Do mesmo modo, deve ser dito: o STF, em especial o seu presidente, Dias Toffoli, são agora vítimas de um esquema antigo, mas aprofundado nos últimos anos, de relações espúrias entre mídia e parcelas do Judiciário. Relações essas sobre as quais o próprio STF sempre optou por silenciar. Não dá pra ignorar, por exemplo, o fato de que O Antagonista e Crusoé foram dois dos principais receptores dos vazamentos seletivos da Operação Lava Jato, tendo contribuído para macular publicamente a índole de pessoas que, posteriormente, foram inocentadas por falta de provas.

Nestas relações de benefícios mútuos, tanto o Judiciário quanto a mídia têm atuado cada vez mais como agentes políticos diretos, operando seletivamente tanto na abertura de inquéritos quanto na publicização de fatos que deveriam ser restritos até a conclusão das investigações. Nessa linha, vale lembrar as declarações, em 2010, da então presidenta da Associação Nacional de Jornais (ANJ), Judith Brito, de que a mídia deveria atuar como partido político de oposição ao governo.

Agora, como resposta à reportagem “O amigo do amigo do meu pai”, que aponta relações nada republicanas entre o presidente da máxima corte do Judiciário e um empresário declaradamente corrupto, o STF adota uma postura que sai do silêncio conivente para a abertura de um perigoso precedente, que criminaliza quem ousa falar mal de do órgão. No entendimento de Alexandre de Moraes, criticar o trabalho do STF e de seus ministros é promover “fake news” e por isto dever ser silenciado.

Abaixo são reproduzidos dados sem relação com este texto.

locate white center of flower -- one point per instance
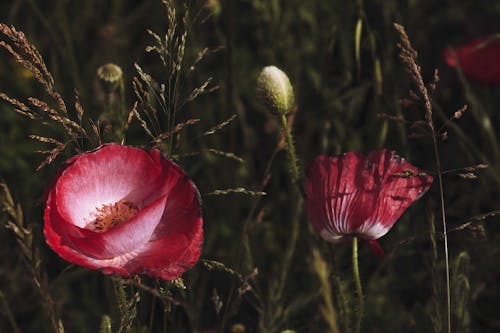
(110, 216)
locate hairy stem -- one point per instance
(357, 281)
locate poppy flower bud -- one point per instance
(110, 76)
(274, 90)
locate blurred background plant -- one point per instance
(351, 91)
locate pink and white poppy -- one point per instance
(478, 60)
(353, 195)
(126, 211)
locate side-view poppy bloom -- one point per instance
(478, 60)
(126, 211)
(356, 195)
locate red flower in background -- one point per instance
(126, 211)
(478, 60)
(353, 195)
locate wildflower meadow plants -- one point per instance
(240, 166)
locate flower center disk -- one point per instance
(110, 216)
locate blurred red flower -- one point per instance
(353, 195)
(125, 211)
(478, 60)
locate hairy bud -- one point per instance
(274, 91)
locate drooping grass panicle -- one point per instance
(27, 55)
(168, 95)
(408, 56)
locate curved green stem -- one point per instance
(357, 281)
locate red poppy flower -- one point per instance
(353, 195)
(478, 60)
(126, 211)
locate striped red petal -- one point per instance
(353, 194)
(162, 239)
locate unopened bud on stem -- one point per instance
(274, 91)
(110, 76)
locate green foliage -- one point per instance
(189, 88)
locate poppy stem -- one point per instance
(290, 148)
(357, 281)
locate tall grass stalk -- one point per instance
(408, 55)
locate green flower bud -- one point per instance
(110, 76)
(274, 91)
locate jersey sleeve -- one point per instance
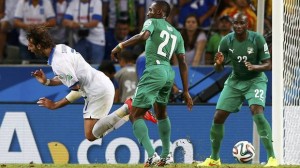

É esse o recado do STF ao censurar a veiculação da reportagem e ao determinar o bloqueio das contas em redes sociais de sete pessoas, alvos de buscas e apreensões realizadas pela Política Federal em dois estados e no Distrito Federal. A ação é fruto de uma investigação sobre notícias falsas, denúncias caluniosas e supostas ameaças que, nas palavras de Alexandre de Moraes, “atingem a honorabilidade e a segurança do Supremo Tribunal Federal, de seus membros e familiares”.


Ora, é evidente que são necessárias medidas de prevenção e respostas à produção e difusão em escala industrial de conteúdos noticiosos falsos, mas a censura, certamente, é o pior caminho. Na contramão da lógica meramente punitivista, que cria possibilidades de ameaças ao exercício da liberdade de expressão na internet, especialmente pelo caráter generalista das definições sobre o que é ou não notícia falsa, temos alertado sobre a necessidade de combater a desinformação com mais informação e não com censura. O próprio Conselho Nacional de Direitos Humanos (CNDH) aprovou uma série de recomendações com foco em políticas públicas de alfabetização midiática e informacional, educação para a mídia e fomento à produção de conteúdos que promovam direitos humanos, diversidade e pluralismo.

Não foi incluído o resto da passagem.